TELL-TALE: Task Efficient LLMs with Task Aware Layer Elimination
Omar Naim, Krish Sharma, Niyar R Barman, Nicholas Asher

TL;DR
TALE is a method that enhances large language model inference by selectively removing irrelevant layers for specific tasks, improving performance and reducing computational costs without retraining.
Contribution
Introduces TALE, a practical inference-time layer elimination technique that optimizes task-specific LLM architectures across multiple tasks and model families.
Findings
TALE matches or surpasses baseline performance on 9 tasks.
TALE reduces computational costs during inference.

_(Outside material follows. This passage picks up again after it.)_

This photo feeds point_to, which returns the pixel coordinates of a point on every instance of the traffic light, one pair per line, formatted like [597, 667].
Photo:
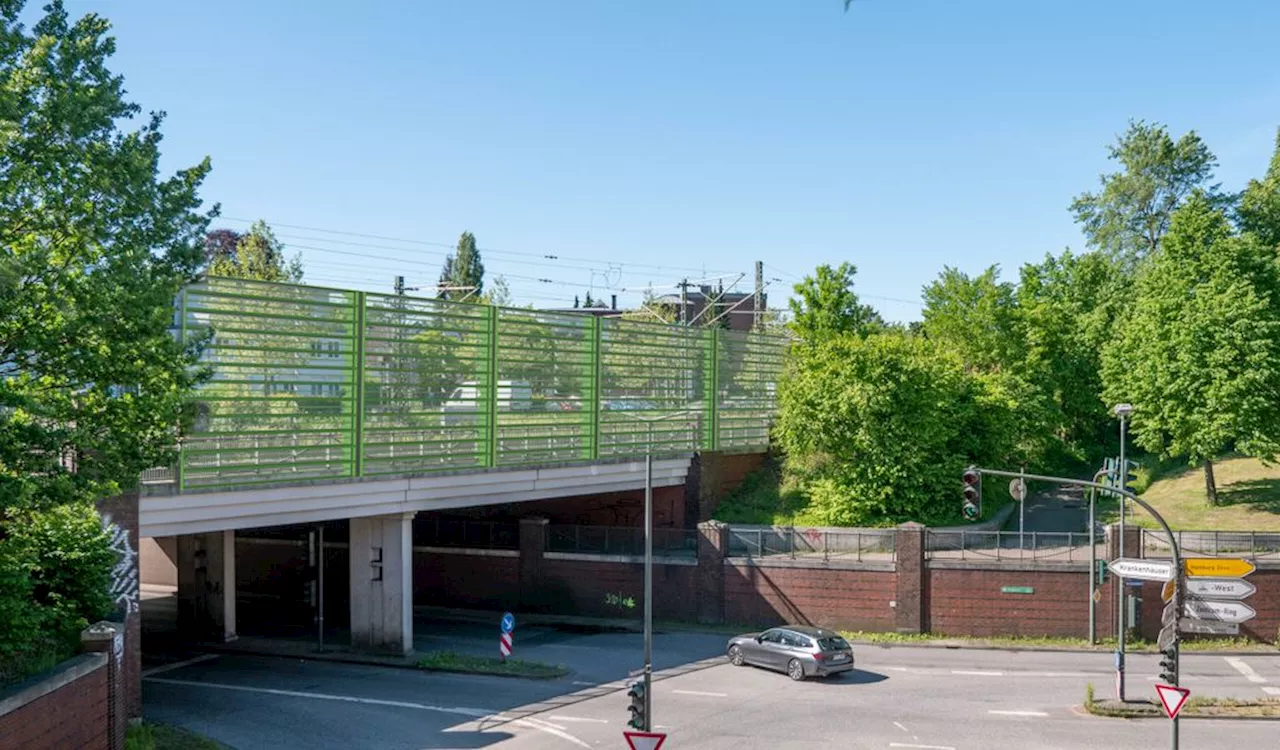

TALE synergizes with fine-tuning for further gains.
Abstract
Large Language Models (LLMs) typically come with a fixed architecture, despite growing evidence that not all layers contribute equally to every downstream task. We introduce TALE (Task-Aware Layer Elimination), an inference-time method that improves task performance by selectively removing layers that are irrelevant or detrimental for a given task. TALE optimizes task-specific performance, yielding a task-optimized architecture without retraining. Across 9 tasks and 5 model families, under both zero-shot and few-shot settings, TALE consistently matches or surpasses baseline performance while simultaneously reducing computational costs. TALE also synergizes with fine-tuning, leading to further performance improvements. Computing TALE for a new task requires modest resources, making it a practical and deployable solution for task-specialized LLM inference.